Control over fire and police departments


MUNICIPALITIES--REFERENDUM REQUIRED FOR CHARTER AMENDMENT AFFECTING DISTRIBUTION OF POWERS AMONG ELECTED OFFICERS

To: Mr. Ben L. Holley, City Attorney, City of Crestview

Prepared by: Anne Curtis Terry, Assistant Attorney General

QUESTION:

Is a referendum required to amend the City Charter of Crestview by removing the police and fire departments from the control of the mayor and placing them under the city council, or may this change be accomplished by city ordinance?

SUMMARY:

Pursuant to s. 166.021(4), F.S., a referendum is required to amend the Crestview City Charter by removing the police and fire departments from the control of the mayor and placing them under the council, since this change would affect the distribution of powers among elected officials.

Your inquiry notes that under your city charter, the mayor is in charge of the police and fire departments. See s. 17, Ch. 63-1249, Laws of Florida. The city council would like to take control of these two departments out from under the mayor and place them under the control of the council by ordinance. As city attorney, you are concerned that this type of charter amendment may require a referendum. Section 166.021(5), F.S., provides:

"(5) All existing special acts pertaining exclusively to the power or jurisdiction of a particular municipality except as otherwise provided in subsection (4) shall become an ordinance of that municipality on the effective date of this act, subject to modification or repeal as other ordinances." (Emphasis supplied.)

However, s. 166.021(4), F.S., expressly provides in pertinent part:

"[n]othing in this act shall be construed to permit any changes in a special law or municipal charter which affect the exercise of extraterritorial powers or which affect an area which includes lands within and without a municipality or any changes in a special law or municipal charter which affect the creation of existence of a municipality, the terms of elected officers and the manner of their election, the distribution of powers among elected officers, matters prescribed by the charter relating to appointive boards, any change in the form of government or any rights of municipal employees, without approval by referendum of the electors as provided in s. 166.031 . . .." (Emphasis supplied.)

Thus, a change in the "distribution of powers among elected officials" cannot be made by the city council pursuant to its home rule powers under Ch. 166 without approval by referendum of the electors as provided by s. 166.031, F.S.

Attorney General Opinion 077-135 concluded that if a municipality contemplates a change only in its "internal, administrative operations" and there is no alteration of the basic distribution of policymaking and administrative functions, there would be no change in the form of government, and such a change could be made by ordinance alone.

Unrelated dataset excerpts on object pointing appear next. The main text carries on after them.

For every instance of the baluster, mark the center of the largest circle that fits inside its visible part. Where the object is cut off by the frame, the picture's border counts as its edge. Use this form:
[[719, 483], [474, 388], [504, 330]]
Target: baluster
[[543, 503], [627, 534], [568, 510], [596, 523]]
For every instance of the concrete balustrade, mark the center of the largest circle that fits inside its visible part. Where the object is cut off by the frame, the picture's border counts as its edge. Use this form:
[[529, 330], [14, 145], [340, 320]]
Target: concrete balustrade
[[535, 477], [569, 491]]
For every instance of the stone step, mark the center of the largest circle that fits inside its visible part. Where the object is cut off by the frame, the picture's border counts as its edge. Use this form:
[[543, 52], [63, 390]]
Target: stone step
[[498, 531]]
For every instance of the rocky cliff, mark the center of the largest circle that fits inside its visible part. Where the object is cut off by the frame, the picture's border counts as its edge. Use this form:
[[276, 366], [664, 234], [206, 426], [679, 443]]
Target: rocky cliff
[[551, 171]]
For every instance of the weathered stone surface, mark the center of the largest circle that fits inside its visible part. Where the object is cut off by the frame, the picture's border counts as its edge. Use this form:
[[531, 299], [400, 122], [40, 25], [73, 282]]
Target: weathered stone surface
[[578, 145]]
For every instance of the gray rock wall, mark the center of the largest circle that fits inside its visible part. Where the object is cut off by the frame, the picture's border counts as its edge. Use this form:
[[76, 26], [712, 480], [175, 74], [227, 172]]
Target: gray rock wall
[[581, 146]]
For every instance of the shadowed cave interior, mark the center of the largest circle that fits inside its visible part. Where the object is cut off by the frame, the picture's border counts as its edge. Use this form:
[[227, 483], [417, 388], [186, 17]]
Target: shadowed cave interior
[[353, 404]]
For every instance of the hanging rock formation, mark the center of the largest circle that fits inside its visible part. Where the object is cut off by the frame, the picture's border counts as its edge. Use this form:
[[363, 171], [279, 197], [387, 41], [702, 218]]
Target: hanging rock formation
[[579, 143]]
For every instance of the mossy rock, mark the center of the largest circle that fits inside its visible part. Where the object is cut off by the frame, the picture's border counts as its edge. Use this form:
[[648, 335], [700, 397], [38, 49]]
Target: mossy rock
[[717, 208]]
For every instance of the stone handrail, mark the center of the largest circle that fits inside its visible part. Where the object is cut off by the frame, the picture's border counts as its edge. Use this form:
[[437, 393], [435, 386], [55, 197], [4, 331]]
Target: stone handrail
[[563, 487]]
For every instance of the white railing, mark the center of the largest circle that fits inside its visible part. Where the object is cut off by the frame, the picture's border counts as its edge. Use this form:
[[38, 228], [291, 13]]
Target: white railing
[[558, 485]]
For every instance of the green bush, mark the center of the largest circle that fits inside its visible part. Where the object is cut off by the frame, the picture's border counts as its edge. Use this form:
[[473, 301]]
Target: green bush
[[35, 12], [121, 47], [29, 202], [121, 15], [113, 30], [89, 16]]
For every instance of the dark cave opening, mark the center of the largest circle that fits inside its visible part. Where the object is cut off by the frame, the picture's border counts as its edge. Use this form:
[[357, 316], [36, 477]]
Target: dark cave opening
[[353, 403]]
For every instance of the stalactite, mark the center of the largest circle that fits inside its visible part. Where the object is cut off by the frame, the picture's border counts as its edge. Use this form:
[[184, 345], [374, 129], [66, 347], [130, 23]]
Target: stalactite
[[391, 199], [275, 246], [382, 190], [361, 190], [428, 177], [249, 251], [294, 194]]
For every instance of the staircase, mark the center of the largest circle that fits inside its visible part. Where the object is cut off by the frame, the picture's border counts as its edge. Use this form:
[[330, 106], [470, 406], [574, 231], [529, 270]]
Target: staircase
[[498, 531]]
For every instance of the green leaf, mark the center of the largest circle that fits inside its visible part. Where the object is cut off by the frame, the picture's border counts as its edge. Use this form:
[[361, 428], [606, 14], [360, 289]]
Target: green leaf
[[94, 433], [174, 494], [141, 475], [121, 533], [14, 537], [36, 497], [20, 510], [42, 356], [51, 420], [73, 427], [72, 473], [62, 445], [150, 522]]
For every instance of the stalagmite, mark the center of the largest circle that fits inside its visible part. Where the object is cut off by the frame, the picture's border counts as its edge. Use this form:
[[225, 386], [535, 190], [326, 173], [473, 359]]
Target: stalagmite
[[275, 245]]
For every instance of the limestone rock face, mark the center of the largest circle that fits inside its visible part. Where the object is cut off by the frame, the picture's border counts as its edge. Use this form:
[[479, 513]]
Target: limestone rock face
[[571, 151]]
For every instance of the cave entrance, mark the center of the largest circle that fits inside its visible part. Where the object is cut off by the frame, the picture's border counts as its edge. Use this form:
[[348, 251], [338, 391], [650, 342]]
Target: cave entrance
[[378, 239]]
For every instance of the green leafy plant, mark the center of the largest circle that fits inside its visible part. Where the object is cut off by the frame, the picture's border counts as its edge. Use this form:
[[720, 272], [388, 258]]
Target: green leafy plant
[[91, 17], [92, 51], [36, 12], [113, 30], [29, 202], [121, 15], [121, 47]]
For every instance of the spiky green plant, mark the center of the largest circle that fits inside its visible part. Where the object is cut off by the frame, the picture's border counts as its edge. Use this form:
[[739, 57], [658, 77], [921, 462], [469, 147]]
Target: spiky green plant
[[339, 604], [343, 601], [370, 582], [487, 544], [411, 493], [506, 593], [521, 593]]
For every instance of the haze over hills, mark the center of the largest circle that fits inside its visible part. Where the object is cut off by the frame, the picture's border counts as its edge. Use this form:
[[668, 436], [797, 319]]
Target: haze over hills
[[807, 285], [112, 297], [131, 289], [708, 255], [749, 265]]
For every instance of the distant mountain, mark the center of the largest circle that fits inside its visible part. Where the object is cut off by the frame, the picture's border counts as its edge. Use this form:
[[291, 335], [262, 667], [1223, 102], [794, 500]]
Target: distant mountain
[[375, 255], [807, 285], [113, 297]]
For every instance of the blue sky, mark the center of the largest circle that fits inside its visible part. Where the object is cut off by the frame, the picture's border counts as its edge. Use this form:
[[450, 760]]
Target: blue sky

Section 17 of your city charter, Ch. 63-1249, Laws of Florida expressly provides:

"The mayor shall employ and discharge and prescribe all the duties and powers of the chief of police, fire chief and all personnel in the police and fire departments; . . .." (Emphasis supplied.)

Subsequent amendatory legislation has not changed this aspect of the distribution of powers among elected officials in your city government.

Thus, s. 17 of the charter contemplates that the mayor, an elected official, have general supervision of the police and fire departments. The above-described ordinance, which would remove supervision of these two departments from the mayor and place them under the council, would affect the distribution of powers among elected officials. See dictum in Smith v. City of Pinellas Park, 336 So.2d 1255 (2 D.C.A. Fla., 1976) (stating that an ordinance, to the extent that it changed the distribution of powers as between the city manager and the city council in the appointment of chiefs of the police and fire departments, would probably be invalid). Accordingly, I must conclude that a referendum is required to make such an amendment to s. 17 of the Crestview City Charter.